True revolutionaries fought with staggering courage to enter the public square and make their voices heard, not to padlock the gates behind them.

The current temper is one of profound illiberalism, a coddled and arrogant conviction that one’s own certitude is so impeccable that no challenge to it deserves oxygen.

In the 1960s, students fought for the right to protest, their free speech a defiant roar against the Vietnam War. Today, on those same campuses, many of the loudest student voices demand protection from speech itself, treating opposing views as a form of violence. How did the torchbearers of free expression become its censors?

To understand this profound shift, we must examine our history and our values.

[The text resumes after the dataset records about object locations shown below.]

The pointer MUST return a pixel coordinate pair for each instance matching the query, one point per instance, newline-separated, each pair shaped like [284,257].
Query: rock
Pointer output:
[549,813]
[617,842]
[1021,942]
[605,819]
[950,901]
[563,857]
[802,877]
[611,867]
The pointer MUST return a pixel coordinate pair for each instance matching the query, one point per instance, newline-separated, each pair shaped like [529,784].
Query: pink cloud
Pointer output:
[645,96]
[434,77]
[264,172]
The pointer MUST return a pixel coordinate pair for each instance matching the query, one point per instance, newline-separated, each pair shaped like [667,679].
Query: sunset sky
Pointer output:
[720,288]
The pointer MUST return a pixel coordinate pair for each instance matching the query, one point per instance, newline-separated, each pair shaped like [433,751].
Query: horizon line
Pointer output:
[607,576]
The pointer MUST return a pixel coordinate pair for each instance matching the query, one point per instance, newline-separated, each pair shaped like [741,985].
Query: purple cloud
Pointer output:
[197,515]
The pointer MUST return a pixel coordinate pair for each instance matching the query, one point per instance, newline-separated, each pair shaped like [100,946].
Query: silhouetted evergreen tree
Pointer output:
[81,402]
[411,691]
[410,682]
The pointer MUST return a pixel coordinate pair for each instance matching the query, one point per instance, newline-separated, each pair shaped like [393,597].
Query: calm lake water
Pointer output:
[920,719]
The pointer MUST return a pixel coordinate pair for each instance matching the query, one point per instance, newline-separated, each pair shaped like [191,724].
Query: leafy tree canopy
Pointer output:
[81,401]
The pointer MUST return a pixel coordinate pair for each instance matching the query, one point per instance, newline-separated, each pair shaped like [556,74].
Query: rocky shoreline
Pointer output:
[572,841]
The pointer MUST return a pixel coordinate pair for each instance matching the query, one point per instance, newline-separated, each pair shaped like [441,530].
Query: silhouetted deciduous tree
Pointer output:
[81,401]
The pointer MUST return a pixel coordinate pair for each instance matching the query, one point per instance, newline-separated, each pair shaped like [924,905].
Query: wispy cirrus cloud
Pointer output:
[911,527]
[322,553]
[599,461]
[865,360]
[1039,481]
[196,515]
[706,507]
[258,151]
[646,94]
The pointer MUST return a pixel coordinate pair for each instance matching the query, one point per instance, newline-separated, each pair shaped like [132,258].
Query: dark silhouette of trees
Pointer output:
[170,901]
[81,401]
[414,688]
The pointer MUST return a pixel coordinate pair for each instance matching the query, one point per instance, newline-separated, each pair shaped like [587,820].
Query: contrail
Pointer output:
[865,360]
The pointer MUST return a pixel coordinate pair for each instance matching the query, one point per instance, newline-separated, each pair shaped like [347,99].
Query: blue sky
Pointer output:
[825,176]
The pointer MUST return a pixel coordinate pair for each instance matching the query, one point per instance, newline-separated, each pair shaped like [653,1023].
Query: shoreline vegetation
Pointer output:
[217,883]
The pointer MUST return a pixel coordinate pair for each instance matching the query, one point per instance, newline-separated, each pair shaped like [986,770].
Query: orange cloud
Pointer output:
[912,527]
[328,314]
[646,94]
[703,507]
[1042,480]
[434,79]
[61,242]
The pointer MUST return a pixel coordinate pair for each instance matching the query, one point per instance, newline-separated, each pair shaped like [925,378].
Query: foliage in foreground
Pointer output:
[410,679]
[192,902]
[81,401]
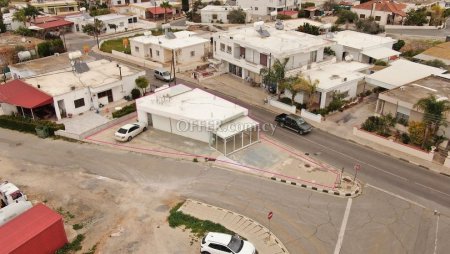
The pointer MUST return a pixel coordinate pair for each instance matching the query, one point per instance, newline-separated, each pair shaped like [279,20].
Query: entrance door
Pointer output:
[107,93]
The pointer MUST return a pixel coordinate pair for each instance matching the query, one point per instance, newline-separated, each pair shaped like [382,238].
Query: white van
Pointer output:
[163,75]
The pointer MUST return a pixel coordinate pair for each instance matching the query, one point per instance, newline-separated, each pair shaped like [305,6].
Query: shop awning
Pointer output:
[19,93]
[380,53]
[236,126]
[158,10]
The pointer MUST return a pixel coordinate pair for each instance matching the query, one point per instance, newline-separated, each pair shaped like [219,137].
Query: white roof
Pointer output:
[234,127]
[401,72]
[280,43]
[358,40]
[100,73]
[183,39]
[332,76]
[380,53]
[193,106]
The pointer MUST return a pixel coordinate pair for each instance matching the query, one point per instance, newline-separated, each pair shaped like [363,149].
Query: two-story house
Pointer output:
[245,51]
[265,7]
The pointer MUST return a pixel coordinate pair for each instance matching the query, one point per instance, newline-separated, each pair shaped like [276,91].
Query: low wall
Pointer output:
[412,27]
[283,106]
[137,60]
[310,116]
[392,144]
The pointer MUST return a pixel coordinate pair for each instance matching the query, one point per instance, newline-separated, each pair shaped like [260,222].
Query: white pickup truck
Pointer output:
[9,193]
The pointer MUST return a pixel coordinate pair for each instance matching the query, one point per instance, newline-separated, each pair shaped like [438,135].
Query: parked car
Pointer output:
[293,122]
[129,131]
[219,243]
[163,75]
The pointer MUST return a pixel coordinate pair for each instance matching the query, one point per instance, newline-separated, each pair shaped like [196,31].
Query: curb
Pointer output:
[321,190]
[266,231]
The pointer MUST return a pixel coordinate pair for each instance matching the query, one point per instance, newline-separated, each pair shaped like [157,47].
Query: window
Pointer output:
[79,103]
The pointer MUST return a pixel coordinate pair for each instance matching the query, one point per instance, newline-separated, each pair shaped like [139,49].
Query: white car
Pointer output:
[218,243]
[129,131]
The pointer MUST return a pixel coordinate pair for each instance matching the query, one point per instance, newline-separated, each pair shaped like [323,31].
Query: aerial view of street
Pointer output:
[213,127]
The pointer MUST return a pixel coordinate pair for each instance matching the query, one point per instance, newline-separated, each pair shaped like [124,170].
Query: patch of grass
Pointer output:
[197,226]
[74,246]
[77,226]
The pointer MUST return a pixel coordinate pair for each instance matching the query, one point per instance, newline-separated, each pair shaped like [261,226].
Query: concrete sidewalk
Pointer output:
[264,241]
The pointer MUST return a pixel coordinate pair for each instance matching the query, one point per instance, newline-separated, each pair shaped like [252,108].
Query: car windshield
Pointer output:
[122,131]
[235,244]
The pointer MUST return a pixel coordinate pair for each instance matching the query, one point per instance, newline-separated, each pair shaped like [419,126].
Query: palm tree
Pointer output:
[166,5]
[19,16]
[434,114]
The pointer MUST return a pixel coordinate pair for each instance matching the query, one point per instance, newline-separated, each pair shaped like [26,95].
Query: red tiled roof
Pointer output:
[19,93]
[158,10]
[383,5]
[288,13]
[54,24]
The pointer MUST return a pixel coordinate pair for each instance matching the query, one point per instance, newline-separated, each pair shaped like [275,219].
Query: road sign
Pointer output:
[270,215]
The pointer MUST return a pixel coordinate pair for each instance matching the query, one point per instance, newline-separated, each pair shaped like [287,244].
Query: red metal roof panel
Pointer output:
[19,93]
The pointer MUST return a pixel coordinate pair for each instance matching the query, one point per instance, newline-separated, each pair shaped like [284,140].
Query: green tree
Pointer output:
[165,5]
[346,16]
[309,29]
[19,16]
[434,111]
[398,45]
[185,5]
[237,16]
[416,17]
[142,83]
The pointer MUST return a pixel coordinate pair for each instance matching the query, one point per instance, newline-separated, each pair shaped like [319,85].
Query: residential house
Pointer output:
[79,86]
[219,13]
[400,101]
[343,78]
[199,115]
[385,12]
[244,52]
[439,52]
[187,47]
[362,47]
[120,22]
[401,72]
[266,7]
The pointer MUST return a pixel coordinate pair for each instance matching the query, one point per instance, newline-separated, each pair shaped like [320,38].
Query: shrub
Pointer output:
[135,93]
[28,125]
[125,111]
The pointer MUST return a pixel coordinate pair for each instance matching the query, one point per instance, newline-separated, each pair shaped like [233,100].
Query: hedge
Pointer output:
[125,111]
[28,125]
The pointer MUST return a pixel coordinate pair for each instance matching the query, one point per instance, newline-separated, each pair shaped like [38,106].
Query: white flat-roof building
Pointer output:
[362,47]
[342,77]
[401,72]
[245,51]
[121,22]
[265,7]
[219,13]
[84,86]
[186,45]
[199,115]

Clark Kerr, who shaped the modern University of California, declared that the university’s mission is not “to make ideas safe for students, but to make students safe for ideas.”

This is the essential, difficult work of education: to trust students with the perilous freedom of judgment, believing that exposure to competing truths, not insulation from them, is what ultimately fortifies both a mind and a democracy.

Today’s college students have failed to learn or forgotten that freedom of speech is indivisible; the power to silence your opponent today is the precedent that allows them to silence you tomorrow.

They are, in effect, sawing at the branch upon which they themselves sit, all while preening with the moral vanity of those who believe history will thank them for their intolerance.

It is a sorry spectacle, this retreat from the difficult demands of liberty into the swaddling clothes of dogma, and it suggests a nation forgetting that its strength was never in its unanimity, but in its unflinching, chaotic, and ultimately triumphant capacity to argue.